Fragwürdiges Qualitätsversprechen

Motivationstrainer Steve Kroeger war einer von 500 Coachs, die vor kurzem ein Angebot der Focus Magazin Verlag GmbH erhielten: Für 5.000 Euro plus Mehrwertsteuer könne er das neue Siegel „Top Coach 2016“ erwerben. Dieses Qualitätssiegel sei gut für die Außenkommunikation und Eigenwerbung. Ein gekauftes Siegel? Auf Facebook schrieb Kroeger: „Mit diesem Mindset entfernen wir uns von unserem eigenen Kern. Von unserer Authentizität.“ Damit löste er einen Shitstorm aus. Zahlreiche Coachs wetterten gegen das Siegel.

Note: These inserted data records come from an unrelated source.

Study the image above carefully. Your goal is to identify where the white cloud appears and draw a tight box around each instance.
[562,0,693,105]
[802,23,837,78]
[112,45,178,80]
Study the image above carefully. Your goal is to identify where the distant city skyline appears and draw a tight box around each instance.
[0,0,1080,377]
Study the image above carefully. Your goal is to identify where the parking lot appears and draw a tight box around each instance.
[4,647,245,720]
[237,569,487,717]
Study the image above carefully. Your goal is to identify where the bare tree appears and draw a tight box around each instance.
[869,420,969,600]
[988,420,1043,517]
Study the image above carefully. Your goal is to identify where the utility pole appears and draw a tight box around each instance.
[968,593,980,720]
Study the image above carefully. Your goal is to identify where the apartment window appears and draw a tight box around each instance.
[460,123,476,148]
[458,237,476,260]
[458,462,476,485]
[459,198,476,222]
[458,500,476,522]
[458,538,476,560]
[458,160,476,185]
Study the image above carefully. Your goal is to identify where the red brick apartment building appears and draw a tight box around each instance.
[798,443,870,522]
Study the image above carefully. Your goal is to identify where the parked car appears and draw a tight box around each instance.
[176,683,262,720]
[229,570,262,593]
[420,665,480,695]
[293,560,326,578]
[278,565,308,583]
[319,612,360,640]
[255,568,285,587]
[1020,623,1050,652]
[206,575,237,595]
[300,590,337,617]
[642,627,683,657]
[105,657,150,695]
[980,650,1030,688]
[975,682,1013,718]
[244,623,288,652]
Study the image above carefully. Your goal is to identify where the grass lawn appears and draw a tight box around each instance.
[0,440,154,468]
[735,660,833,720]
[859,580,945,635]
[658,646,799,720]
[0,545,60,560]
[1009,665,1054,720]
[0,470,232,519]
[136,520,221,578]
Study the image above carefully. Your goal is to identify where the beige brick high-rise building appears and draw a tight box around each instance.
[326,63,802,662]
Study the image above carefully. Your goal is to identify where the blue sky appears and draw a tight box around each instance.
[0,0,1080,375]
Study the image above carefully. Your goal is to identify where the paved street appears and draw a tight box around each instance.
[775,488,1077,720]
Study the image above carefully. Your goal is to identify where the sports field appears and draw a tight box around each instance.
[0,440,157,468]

Zu Recht. Einziges Kriterium für die Auszeichnung ist eine „besonders häufige Weiterempfehlung von Coaching-Kollegen oder Personalern aus Unternehmen“, die Coachs buchen. Was „besonders häufig“ ist, bleibt unbeantwortet. Zudem: Die Initiatoren haben offensichtlich schlecht recherchiert. Wie Coach Thomas Schlechter auf seiner Webseite bemerkt, sei er als „systemischer Coach“ identifiziert worden, obgleich er dafür keine Ausbildung habe und in diesem Thema auch niemanden betreue. Das zeigt die wahren Absichten hinter dieser Aktion.

Es ging den Initiatoren nicht wirklich darum, Transparenz im hart umkämpften Coaching-Markt zu schaffen. Das ist nur der marketingmäßige Aufhänger der Aktion. Es ging darum, möglichst schnell zu einer Liste mit vermeintlichen Top-Coachs zu kommen, ein Qualitätsversprechen zu suggerieren, dessen Einlösung auf diese Weise aber mehr als fraglich ist. Denn: Ein gekauftes Siegel sagt über die Qualität eines Coachings nicht wirklich etwas aus. Nur, dass der- oder diejenige tief in die Tasche gegriffen hat, um sich das Siegel ans Revers heften zu dürfen.